Literature DB >> 15683233

Ionic-strength dependence of the conformational change in the unphosphorylated sodium pump.

Shwu-Hwa Lin1, Larry D Faller.   

Abstract

The conformational change in the unphosphorylated sodium pump was studied as a function of ionic strength to learn whether the rate of the reaction is affected. The results corroborate our proposal [Smirnova, I. N., Lin, S.-H., and Faller, L. D. (1995) Biochemistry 34, 8657-8667] that competitive binding of the transported ions to two (or more) equivalent sites regulates a concerted change in protein conformation.
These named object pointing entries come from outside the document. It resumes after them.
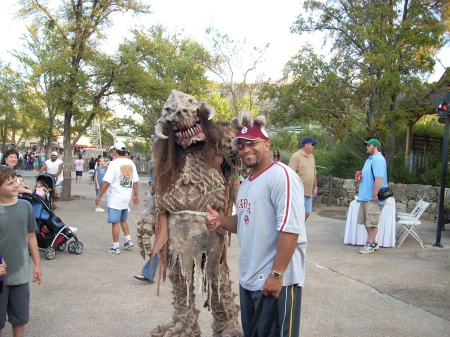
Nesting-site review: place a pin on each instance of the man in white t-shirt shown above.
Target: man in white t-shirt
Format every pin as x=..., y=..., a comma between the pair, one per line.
x=120, y=183
x=54, y=166
x=270, y=226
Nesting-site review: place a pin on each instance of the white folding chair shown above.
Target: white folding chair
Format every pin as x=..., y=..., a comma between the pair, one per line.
x=413, y=213
x=408, y=224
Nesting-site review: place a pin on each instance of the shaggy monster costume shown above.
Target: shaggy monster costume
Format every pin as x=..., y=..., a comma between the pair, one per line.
x=195, y=166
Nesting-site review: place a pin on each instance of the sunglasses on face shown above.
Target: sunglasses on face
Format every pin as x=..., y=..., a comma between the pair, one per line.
x=250, y=143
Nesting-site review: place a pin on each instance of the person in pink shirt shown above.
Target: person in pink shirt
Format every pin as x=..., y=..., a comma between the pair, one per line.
x=79, y=165
x=40, y=189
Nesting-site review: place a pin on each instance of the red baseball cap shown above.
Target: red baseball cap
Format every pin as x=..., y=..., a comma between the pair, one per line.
x=250, y=132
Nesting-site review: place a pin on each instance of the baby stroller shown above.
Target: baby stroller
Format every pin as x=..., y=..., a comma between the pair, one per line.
x=52, y=233
x=50, y=182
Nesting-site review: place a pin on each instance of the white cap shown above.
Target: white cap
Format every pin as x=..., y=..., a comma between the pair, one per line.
x=119, y=146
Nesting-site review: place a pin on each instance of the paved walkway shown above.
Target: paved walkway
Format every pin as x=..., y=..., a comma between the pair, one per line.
x=393, y=292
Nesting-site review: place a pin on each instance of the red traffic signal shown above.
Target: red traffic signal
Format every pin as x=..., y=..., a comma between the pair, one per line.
x=443, y=107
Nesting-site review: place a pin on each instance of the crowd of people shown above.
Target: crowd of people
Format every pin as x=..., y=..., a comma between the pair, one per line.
x=276, y=218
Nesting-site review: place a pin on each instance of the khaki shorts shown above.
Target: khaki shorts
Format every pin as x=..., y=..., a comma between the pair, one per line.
x=58, y=190
x=369, y=213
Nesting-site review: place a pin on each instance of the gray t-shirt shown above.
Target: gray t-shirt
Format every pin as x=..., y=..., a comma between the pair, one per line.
x=266, y=204
x=16, y=221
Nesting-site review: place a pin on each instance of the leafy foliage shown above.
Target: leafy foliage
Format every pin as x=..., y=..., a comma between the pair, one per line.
x=153, y=63
x=372, y=80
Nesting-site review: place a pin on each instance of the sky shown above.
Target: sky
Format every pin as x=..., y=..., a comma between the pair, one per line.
x=258, y=22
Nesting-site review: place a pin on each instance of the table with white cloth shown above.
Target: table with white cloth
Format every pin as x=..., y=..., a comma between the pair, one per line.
x=356, y=234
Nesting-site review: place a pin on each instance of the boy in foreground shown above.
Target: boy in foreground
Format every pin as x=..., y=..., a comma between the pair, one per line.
x=17, y=238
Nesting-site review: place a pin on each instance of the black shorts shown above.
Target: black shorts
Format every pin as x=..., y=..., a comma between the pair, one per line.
x=15, y=301
x=288, y=307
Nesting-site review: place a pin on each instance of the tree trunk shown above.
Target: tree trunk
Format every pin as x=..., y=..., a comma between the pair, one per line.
x=67, y=171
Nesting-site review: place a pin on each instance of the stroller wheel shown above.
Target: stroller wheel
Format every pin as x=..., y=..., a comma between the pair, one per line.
x=71, y=247
x=78, y=247
x=50, y=253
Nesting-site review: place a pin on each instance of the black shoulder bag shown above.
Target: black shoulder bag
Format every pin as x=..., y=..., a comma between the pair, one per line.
x=384, y=192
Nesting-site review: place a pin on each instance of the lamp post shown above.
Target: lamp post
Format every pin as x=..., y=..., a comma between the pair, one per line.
x=442, y=110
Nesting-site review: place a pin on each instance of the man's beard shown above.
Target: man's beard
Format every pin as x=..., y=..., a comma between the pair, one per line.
x=252, y=163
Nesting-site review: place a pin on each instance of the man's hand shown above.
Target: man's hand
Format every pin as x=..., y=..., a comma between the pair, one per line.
x=3, y=268
x=37, y=274
x=272, y=286
x=212, y=220
x=135, y=200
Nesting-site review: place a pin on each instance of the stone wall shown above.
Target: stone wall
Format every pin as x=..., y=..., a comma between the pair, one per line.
x=343, y=192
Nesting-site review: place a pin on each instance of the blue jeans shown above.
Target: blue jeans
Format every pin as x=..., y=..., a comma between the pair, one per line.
x=146, y=272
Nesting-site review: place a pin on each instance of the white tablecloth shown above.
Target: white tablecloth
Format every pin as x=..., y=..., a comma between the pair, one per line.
x=357, y=235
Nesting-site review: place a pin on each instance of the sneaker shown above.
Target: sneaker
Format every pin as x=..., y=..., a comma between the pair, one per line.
x=367, y=249
x=113, y=250
x=128, y=244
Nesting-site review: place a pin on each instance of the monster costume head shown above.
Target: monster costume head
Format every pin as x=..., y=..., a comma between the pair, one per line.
x=185, y=126
x=181, y=111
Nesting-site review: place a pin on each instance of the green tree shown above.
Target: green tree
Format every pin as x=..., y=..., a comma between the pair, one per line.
x=233, y=62
x=85, y=79
x=381, y=53
x=12, y=90
x=153, y=62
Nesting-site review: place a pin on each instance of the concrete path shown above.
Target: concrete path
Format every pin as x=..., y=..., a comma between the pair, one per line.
x=393, y=292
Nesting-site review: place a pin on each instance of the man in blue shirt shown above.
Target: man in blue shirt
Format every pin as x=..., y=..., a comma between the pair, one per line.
x=374, y=177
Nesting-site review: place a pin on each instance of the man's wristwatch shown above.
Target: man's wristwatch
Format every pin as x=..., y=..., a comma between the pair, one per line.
x=276, y=274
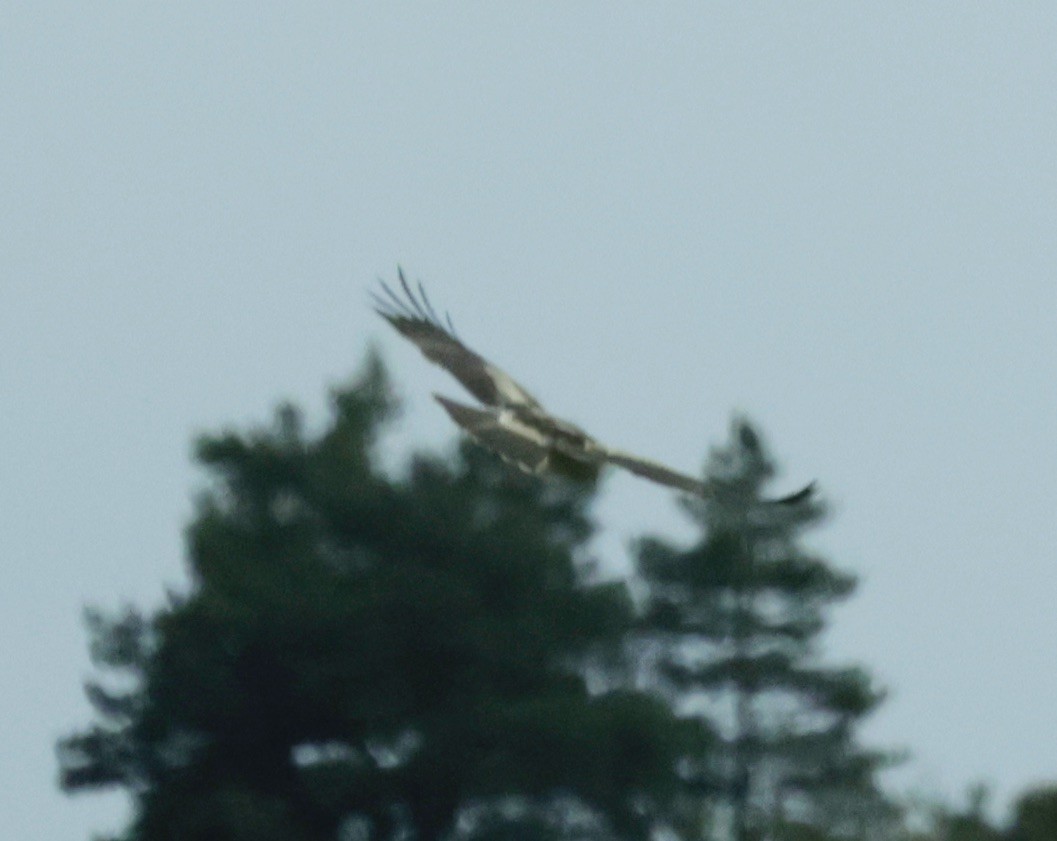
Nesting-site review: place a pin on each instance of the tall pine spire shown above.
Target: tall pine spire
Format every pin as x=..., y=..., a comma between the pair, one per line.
x=734, y=623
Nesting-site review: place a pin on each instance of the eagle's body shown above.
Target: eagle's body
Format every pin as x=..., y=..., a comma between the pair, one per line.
x=512, y=422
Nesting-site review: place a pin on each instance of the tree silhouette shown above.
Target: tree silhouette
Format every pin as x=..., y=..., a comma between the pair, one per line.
x=376, y=657
x=731, y=625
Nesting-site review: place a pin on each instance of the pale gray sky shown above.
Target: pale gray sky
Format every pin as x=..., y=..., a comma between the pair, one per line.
x=837, y=218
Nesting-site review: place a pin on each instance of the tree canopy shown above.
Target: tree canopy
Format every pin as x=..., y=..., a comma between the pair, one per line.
x=734, y=621
x=374, y=656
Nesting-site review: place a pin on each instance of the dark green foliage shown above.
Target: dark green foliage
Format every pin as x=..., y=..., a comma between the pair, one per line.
x=370, y=656
x=1035, y=815
x=733, y=622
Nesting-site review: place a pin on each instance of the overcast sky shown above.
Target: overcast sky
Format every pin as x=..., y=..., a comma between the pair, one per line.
x=837, y=218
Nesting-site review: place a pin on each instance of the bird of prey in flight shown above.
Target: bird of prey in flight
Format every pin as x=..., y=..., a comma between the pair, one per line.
x=512, y=423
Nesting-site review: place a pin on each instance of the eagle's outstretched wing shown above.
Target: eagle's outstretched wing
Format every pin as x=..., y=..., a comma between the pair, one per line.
x=657, y=472
x=516, y=443
x=414, y=318
x=515, y=426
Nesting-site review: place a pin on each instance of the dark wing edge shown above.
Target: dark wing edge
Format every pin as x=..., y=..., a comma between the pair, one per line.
x=415, y=319
x=797, y=497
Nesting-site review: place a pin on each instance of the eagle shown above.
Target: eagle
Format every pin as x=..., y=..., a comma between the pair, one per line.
x=511, y=422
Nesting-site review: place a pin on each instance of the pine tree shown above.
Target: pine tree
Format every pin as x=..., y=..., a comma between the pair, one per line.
x=363, y=656
x=733, y=625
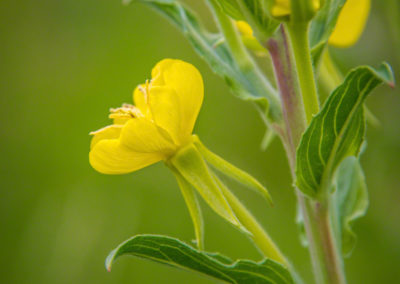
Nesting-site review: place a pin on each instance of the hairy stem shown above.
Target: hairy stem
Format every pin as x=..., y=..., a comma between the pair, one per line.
x=326, y=260
x=302, y=55
x=244, y=61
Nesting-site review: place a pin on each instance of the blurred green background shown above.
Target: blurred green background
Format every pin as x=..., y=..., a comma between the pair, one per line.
x=64, y=63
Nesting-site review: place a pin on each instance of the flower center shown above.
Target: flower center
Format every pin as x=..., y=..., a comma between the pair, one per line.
x=127, y=111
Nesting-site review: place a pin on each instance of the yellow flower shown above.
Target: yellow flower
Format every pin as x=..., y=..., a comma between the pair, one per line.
x=351, y=23
x=157, y=126
x=349, y=27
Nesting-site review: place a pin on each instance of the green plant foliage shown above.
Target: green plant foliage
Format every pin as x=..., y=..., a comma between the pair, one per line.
x=231, y=171
x=350, y=201
x=215, y=52
x=322, y=26
x=177, y=254
x=191, y=167
x=255, y=12
x=194, y=208
x=337, y=131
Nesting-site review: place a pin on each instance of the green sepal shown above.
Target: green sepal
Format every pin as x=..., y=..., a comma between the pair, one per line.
x=193, y=206
x=189, y=163
x=337, y=131
x=231, y=171
x=177, y=254
x=350, y=202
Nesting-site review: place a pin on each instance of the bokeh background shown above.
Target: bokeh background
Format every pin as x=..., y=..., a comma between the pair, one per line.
x=64, y=63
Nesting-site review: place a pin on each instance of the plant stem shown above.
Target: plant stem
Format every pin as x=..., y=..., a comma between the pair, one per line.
x=301, y=48
x=262, y=240
x=291, y=100
x=326, y=260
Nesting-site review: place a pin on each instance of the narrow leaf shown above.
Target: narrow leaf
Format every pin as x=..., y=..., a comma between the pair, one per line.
x=194, y=209
x=177, y=254
x=232, y=171
x=350, y=201
x=337, y=131
x=254, y=12
x=191, y=166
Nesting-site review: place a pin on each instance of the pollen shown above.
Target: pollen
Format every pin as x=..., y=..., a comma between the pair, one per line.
x=125, y=111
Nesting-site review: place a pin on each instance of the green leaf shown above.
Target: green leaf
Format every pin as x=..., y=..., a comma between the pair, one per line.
x=177, y=254
x=255, y=12
x=337, y=131
x=350, y=201
x=231, y=171
x=322, y=26
x=232, y=9
x=194, y=208
x=215, y=52
x=191, y=166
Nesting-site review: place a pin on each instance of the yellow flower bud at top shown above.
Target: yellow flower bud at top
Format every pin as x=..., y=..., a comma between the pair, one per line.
x=349, y=27
x=351, y=23
x=156, y=127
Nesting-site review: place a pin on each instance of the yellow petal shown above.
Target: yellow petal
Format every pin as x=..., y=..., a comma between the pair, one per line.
x=187, y=83
x=166, y=110
x=109, y=157
x=351, y=23
x=141, y=101
x=143, y=136
x=108, y=132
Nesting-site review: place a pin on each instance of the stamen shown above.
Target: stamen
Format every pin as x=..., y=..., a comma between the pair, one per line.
x=126, y=111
An approximately 10-fold increase in ionic strength decreased the intrinsic affinity of the Na+ conformation of the enzyme for both Na+ and K+ roughly 3-fold, decreased the rate of the change from Na+ to K+ conformation by more than half, and increased the rate of the reverse reaction by about an order of magnitude. The logarithm of the first-order rate constant for the change from Na+ to K+ conformation depended inversely upon the square root of the ionic strength with the extrapolated value at zero ionic strength expressed as a second-order rate constant (1.1 x 10(9) M(-1) sec(-1)) approaching the limit for a diffusion-controlled reaction. The first-order rate constant for the change from K+ to Na+ conformation depended directly upon ionic strength and extrapolated to a zero-ionic-strength value (0.002 s(-1)) far below the diffusion limit. The results are compatible with shielding of oppositely charged domains that move through the solvent when the pump cycles between conformations. Electrostatic interactions between domains evidently contribute to the driving force for the change from Na+ to K+ conformation and to the stability of the K+ conformation.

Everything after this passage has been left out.